Dos planos do passado sobrou um reator nuclear inacabado, que é Angra 3, cujas obras foram paralisadas há 20 anos, apesar de boa parte dos equipamentos já ter sido comprada. Poder-se-ia até argumentar que o melhor seria concluir sua construção para evitar perdas maiores. Mas propor com base nessa decisão uma "renascença" da energia nuclear no País, e começar a planejar 60 reatores nucleares para os próximos 50 anos, é totalmente fora da realidade e vai desviar a atenção de outras soluções mais realistas. Temos ainda várias opções para produzir a eletricidade de que necessitamos: apenas 30% do potencial hidrelétrico brasileiro foi utilizado, a geração de eletricidade com bagaço de cana poderá fornecer 10 milhões de quilowatts até 2015 (outra Itaipu!) e o uso da energia dos ventos nos Estados do Norte-Nordeste do País poderia ser estimulado. O sistema elétrico brasileiro é todo interligado e não há razões - a não ser políticas - para encorajar regionalismos nessa questão.

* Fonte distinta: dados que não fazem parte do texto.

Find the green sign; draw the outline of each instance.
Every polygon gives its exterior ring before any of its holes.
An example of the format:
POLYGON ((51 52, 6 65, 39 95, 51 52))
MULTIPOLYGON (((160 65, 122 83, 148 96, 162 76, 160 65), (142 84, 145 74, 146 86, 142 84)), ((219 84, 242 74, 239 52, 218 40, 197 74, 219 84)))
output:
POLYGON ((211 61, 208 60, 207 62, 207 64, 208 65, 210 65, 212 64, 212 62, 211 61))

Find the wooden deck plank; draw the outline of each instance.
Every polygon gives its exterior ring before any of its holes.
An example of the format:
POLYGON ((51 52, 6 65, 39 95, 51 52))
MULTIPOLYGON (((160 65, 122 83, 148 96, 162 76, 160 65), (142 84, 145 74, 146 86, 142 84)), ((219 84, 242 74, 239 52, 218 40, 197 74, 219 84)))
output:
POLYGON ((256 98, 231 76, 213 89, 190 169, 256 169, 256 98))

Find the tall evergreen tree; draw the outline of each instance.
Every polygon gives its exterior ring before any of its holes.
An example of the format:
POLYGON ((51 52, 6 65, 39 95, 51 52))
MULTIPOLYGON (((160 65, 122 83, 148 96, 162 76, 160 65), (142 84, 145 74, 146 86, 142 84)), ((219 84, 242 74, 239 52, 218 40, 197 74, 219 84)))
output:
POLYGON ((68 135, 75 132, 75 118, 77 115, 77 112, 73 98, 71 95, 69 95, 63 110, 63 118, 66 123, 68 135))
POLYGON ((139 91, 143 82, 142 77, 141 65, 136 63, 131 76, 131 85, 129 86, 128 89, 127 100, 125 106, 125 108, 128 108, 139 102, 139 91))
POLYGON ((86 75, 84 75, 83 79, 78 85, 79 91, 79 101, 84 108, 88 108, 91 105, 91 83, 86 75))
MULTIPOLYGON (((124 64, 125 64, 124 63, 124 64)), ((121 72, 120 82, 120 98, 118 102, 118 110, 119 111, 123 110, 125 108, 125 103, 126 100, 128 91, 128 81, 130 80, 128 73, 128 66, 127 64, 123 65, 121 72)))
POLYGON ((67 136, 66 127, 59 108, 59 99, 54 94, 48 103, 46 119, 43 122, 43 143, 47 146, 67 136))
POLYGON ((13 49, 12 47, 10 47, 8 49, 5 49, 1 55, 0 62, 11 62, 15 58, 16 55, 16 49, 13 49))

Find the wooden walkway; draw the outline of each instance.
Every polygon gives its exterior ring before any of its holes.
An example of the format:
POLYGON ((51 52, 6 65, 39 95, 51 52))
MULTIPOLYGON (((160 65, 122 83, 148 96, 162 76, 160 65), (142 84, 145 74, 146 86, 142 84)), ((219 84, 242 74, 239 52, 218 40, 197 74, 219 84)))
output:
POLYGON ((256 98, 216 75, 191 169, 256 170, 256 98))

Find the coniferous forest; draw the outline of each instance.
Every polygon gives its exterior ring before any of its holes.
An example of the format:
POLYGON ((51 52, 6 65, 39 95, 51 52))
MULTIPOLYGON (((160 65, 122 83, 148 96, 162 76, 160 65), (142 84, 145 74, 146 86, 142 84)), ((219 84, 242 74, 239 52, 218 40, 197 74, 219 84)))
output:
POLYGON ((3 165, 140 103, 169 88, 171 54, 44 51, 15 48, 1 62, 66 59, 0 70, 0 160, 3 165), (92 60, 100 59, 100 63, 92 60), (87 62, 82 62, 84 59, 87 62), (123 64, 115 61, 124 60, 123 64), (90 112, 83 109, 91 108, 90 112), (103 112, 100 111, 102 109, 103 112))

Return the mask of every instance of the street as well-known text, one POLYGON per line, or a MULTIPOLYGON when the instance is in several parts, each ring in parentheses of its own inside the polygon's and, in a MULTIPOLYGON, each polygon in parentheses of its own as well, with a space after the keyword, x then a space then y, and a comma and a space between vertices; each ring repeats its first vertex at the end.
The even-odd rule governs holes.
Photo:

Para concluir Angra 3 restam, contudo, questões relativas ao licenciamento ambiental - como, aliás, ocorre no mundo todo - e o Ibama deu uma solução para o problema que, se levada a sério, vai inviabilizar esse projeto.

Ao conceder licença prévia para a obra, o Ibama impôs 60 "condicionalidades", que incluem medidas mitigatórias que vão de programas de assistência social à criação de postos de saúde e financiamento do saneamento ambiental dos municípios de Angra dos Reis e Parati. Essas ações, presumivelmente, são consideradas como "compensações ambientais", o que, a nosso ver, viola o espírito da lei que regula o assunto. Compensações ambientais têm por finalidade compensar impactos decorrentes das obras - que não puderem ser mitigados -, e não ser usadas para corrigir diferenciais dos serviços públicos, como o saneamento, por mais desejável e necessário que ele seja. Elas, provavelmente, foram incluídas entre as compensações para atenuar resistências à construção de mais um reator nuclear naquela área.

O problema real com os reatores nucleares é a disposição final dos resíduos radioativos de alta atividade, corretamente identificado pelo Ibama. Sucede que esse problema não foi resolvido satisfatoriamente ainda em nenhum país do mundo nem há acordo completo sobre o que se entende por "disposição final" dos resíduos - 50, 500 ou 5 mil anos? Esperar que ele o seja no Brasil "antes do início da operação do reator", como consta das condicionantes, é realmente um "tiro no escuro", que poderá dar no futuro em toda sorte de questionamentos.

Esta questão precisa ser esclarecida satisfatoriamente antes que sejam feitos mais investimentos na conclusão de Angra 3, que já custou bilhões de reais e vai custar ainda outros tantos.